The Earliest Memory

Thirty-two years ago, in the northwestern US state of Washington, the previously dormant volcano Mt. St Helens erupted. For me, it is an early memory that has been reduced to a vague recollections and second-hand accounts.  What survives are images, like faded sepia-colored slides in my mind.  I remember understanding that something very large was happening, something that reached beyond the scope of my pre-adolescent perspective.  Maybe this was the first time I began to think of the world as a large place.  I looked at maps to trace the ash clouds, which reached up to 15 miles into the atmosphere, and were carried in trace amounts around the world.  The shock waves from the eruption were recorded in New York state.  After a scale 5.1 earthquake, over 20 square miles of earth broke of the mountain, creating the largest landslide in recorded history.

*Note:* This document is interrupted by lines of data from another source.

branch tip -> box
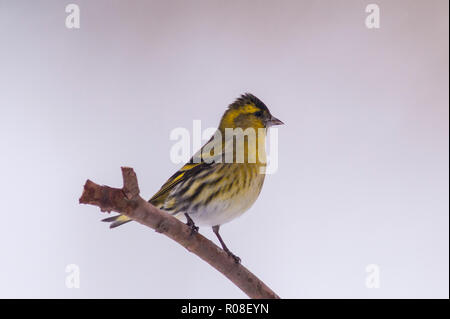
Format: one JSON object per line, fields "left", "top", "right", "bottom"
{"left": 121, "top": 167, "right": 140, "bottom": 199}
{"left": 79, "top": 179, "right": 95, "bottom": 204}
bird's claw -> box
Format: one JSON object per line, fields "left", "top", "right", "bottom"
{"left": 227, "top": 251, "right": 241, "bottom": 264}
{"left": 186, "top": 215, "right": 199, "bottom": 236}
{"left": 189, "top": 224, "right": 199, "bottom": 235}
{"left": 185, "top": 213, "right": 199, "bottom": 236}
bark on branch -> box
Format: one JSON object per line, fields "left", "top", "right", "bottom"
{"left": 79, "top": 167, "right": 280, "bottom": 299}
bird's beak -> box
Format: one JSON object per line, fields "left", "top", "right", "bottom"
{"left": 267, "top": 115, "right": 284, "bottom": 127}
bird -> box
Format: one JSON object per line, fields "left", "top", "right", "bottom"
{"left": 102, "top": 93, "right": 284, "bottom": 263}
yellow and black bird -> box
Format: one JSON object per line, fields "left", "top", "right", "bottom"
{"left": 102, "top": 93, "right": 283, "bottom": 262}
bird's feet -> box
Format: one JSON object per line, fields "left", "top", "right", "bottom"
{"left": 225, "top": 249, "right": 241, "bottom": 264}
{"left": 188, "top": 223, "right": 199, "bottom": 236}
{"left": 212, "top": 225, "right": 241, "bottom": 264}
{"left": 184, "top": 213, "right": 199, "bottom": 236}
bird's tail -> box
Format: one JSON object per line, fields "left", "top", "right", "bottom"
{"left": 102, "top": 214, "right": 132, "bottom": 228}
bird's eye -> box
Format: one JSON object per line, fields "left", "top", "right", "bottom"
{"left": 254, "top": 111, "right": 263, "bottom": 117}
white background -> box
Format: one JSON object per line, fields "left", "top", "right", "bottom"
{"left": 0, "top": 0, "right": 448, "bottom": 298}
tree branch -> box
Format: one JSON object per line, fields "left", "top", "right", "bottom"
{"left": 79, "top": 167, "right": 280, "bottom": 299}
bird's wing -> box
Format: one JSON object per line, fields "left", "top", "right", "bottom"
{"left": 149, "top": 162, "right": 207, "bottom": 206}
{"left": 148, "top": 134, "right": 222, "bottom": 204}
{"left": 149, "top": 130, "right": 235, "bottom": 207}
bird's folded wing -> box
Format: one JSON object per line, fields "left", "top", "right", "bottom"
{"left": 149, "top": 131, "right": 233, "bottom": 206}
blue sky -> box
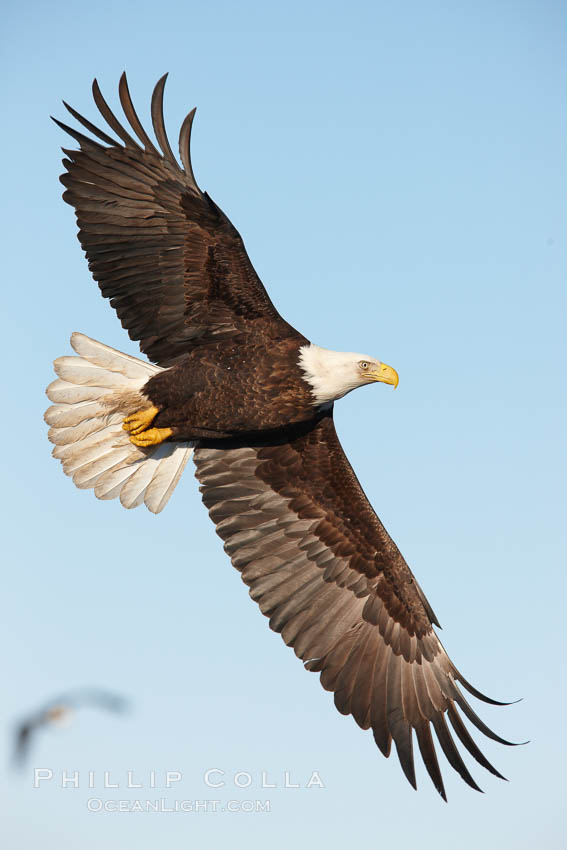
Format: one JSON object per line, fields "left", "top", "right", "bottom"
{"left": 1, "top": 0, "right": 565, "bottom": 847}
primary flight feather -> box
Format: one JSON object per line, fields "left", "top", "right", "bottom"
{"left": 45, "top": 73, "right": 515, "bottom": 799}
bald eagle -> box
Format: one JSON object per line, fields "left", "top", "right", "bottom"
{"left": 45, "top": 74, "right": 515, "bottom": 799}
{"left": 13, "top": 688, "right": 128, "bottom": 766}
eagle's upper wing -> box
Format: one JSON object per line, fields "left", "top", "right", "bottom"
{"left": 194, "top": 413, "right": 513, "bottom": 799}
{"left": 62, "top": 688, "right": 129, "bottom": 713}
{"left": 54, "top": 74, "right": 296, "bottom": 367}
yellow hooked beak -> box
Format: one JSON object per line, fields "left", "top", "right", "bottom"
{"left": 368, "top": 362, "right": 399, "bottom": 389}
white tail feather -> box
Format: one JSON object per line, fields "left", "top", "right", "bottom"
{"left": 48, "top": 414, "right": 124, "bottom": 447}
{"left": 45, "top": 333, "right": 193, "bottom": 513}
{"left": 119, "top": 453, "right": 164, "bottom": 509}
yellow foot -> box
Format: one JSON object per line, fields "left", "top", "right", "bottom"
{"left": 130, "top": 427, "right": 173, "bottom": 447}
{"left": 123, "top": 405, "right": 159, "bottom": 435}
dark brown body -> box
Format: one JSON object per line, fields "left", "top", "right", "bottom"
{"left": 145, "top": 334, "right": 317, "bottom": 440}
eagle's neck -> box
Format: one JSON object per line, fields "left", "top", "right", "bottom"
{"left": 298, "top": 343, "right": 359, "bottom": 405}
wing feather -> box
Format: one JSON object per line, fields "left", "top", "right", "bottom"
{"left": 150, "top": 74, "right": 180, "bottom": 168}
{"left": 92, "top": 78, "right": 141, "bottom": 151}
{"left": 118, "top": 72, "right": 160, "bottom": 156}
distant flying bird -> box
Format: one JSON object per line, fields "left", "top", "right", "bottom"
{"left": 13, "top": 689, "right": 128, "bottom": 766}
{"left": 45, "top": 74, "right": 516, "bottom": 799}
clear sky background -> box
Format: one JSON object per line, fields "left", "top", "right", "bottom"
{"left": 1, "top": 1, "right": 565, "bottom": 847}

Most of the actual events I don’t remember:  the evacuations, the Columbia River blocked with thousands of trees blown over from the blast, the old man who refused to evacuate from his cabin next to the mountain, playing in the ash that fell from the darkened sky. Most of the what I know now comes from the collected knowledge of news stories, documentary footage, and stories.

The clearest memory I have is similar to the photos below, although from a greater distance.  We stopped the car to see a symmetrical cone with a streaming column of ash and smoke rising into the sky, and it left a permanent impression. And it marked the beginning of a life-long interest in natural disasters.

Mt. St. Helens, WA, May 18, 1980 -- Disasters ...
Mt. St. Helens, WA, May 18, 1980 — Disasters are devastating to the natural and man-made environment. FEMA provides federal aid and assistance to those who have been affected by all types of disaster. NOAA News Photo (Photo credit: Wikipedia)
May 18, 1980.

9 thoughts on “The Earliest Memory

  1. I remember watching the film about the eruption, which featured that ‘old man’ you mention. All I can remember was the sense of panic and helplessness the film drove home. That must have been some sight to behold.

    1. I suppose so. My mom says I was almost complacent about the whole thing. haha. But I know I’ve always loved volcanoes. To see one spewing lava is a life goal of mine.

    1. Not weird at all! Now, if you ever wanted to be one of those storm chasers, then you’d have my categorical approval as the coolest chick ever.

  2. I loved your article…well done. Good job.
    Having lived in Portland, Oregon many years before that event and about your age when it happened my response was more a sadness that I would never see nature’s almost perfectly shaped cone monument again.

  3. We were in Chehalis, WA and actually saw the second eruption from our home. We waded through inches of ash for days; saw the clogged Toutle River. You seemed to take all it in stride.

    1. Really? I don’t remember that. I think I remember being disappointed that there was no lava, though. Did Grandpa fly over it, or am I imaging that?